The researchers developed a system called DiRL, which stands for Diffusion Reinforcement Learning. It's designed to efficiently update the model after its initial training using a two-step process: first, they fine-tune it with examples, and then they use reinforcement learning to further improve its performance. A key part of DiRL is using techniques to speed up both the training and the actual use of the model, making the whole process much more practical. They also created a new reinforcement learning method, DiPO, specifically for diffusion language models.

Why it matters?

This work is important because it shows how to effectively improve diffusion language models, making them competitive with, and even better than, other types of models on challenging tasks like math.

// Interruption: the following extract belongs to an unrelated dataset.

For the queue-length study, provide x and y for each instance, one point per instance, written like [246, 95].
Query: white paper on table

This advancement could lead to more powerful AI systems capable of tackling complex problems in fields like science, engineering, and education.

Abstract

Diffusion Language Models (dLLMs) have emerged as promising alternatives to Auto-Regressive (AR) models. While recent efforts have validated their pre-training potential and accelerated inference speeds, the post-training landscape for dLLMs remains underdeveloped. Existing methods suffer from computational inefficiency and objective mismatches between training and inference, severely limiting performance on complex reasoning tasks such as mathematics. To address this, we introduce DiRL, an efficient post-training framework that tightly integrates FlexAttention-accelerated blockwise training with LMDeploy-optimized inference. This architecture enables a streamlined online model update loop, facilitating efficient two-stage post-training (Supervised Fine-Tuning followed by Reinforcement Learning). Building on this framework, we propose DiPO, the first unbiased Group Relative Policy Optimization (GRPO) implementation tailored for dLLMs. We validate our approach by training DiRL-8B-Instruct on high-quality math data. Our model achieves state-of-the-art math performance among dLLMs and surpasses comparable models in the Qwen2.5 series on several benchmarks.